The appendages of the head—two pairs of long antennae, a pair of limb-like mandibles and two pairs of maxillae—are much longer than those on the thorax and have a number of fine hairs that the animal uses to strain detritus from the water to feed on. Also a labrum is present. The head is relatively large and divided into two by a stricture, so that the larger posterior part gives the appearance of being the thorax. The actual thorax has five pairs of thoracic limbs. The pair on the first segment has been modified into maxillipeds, which collaborates with the maxillae in the feeding process, but is not fused with the head. These three pairs of limbs looks similar, but the maxillipeds can be distinguished from the maxillae in the form of a vestigial exopod. The remaining four thoracic pairs of limbs has been reduced to small, unsegmented lobes, but the last pair is slightly modified in males.

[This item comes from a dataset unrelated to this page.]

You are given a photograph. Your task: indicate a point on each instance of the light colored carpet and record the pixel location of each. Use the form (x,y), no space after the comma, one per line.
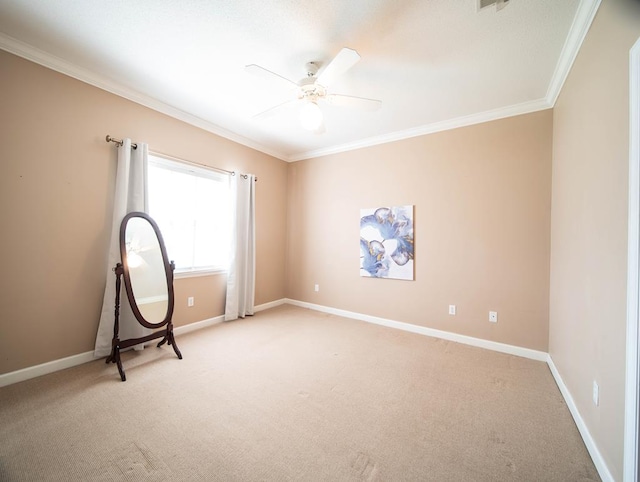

Their limbless abdomen ends in a supra-anal plate, a telson and a pair of large, pincer-like furca which on the ventral surface bears two sets of combs with setae. Because of their small size, there is no circulatory or respiratory system. A nauplius eye is completely absent. After mating, mystacocarids lay tiny eggs which hatch into a nauplius or metanauplius larva. Like the adults, the larvae are benthic.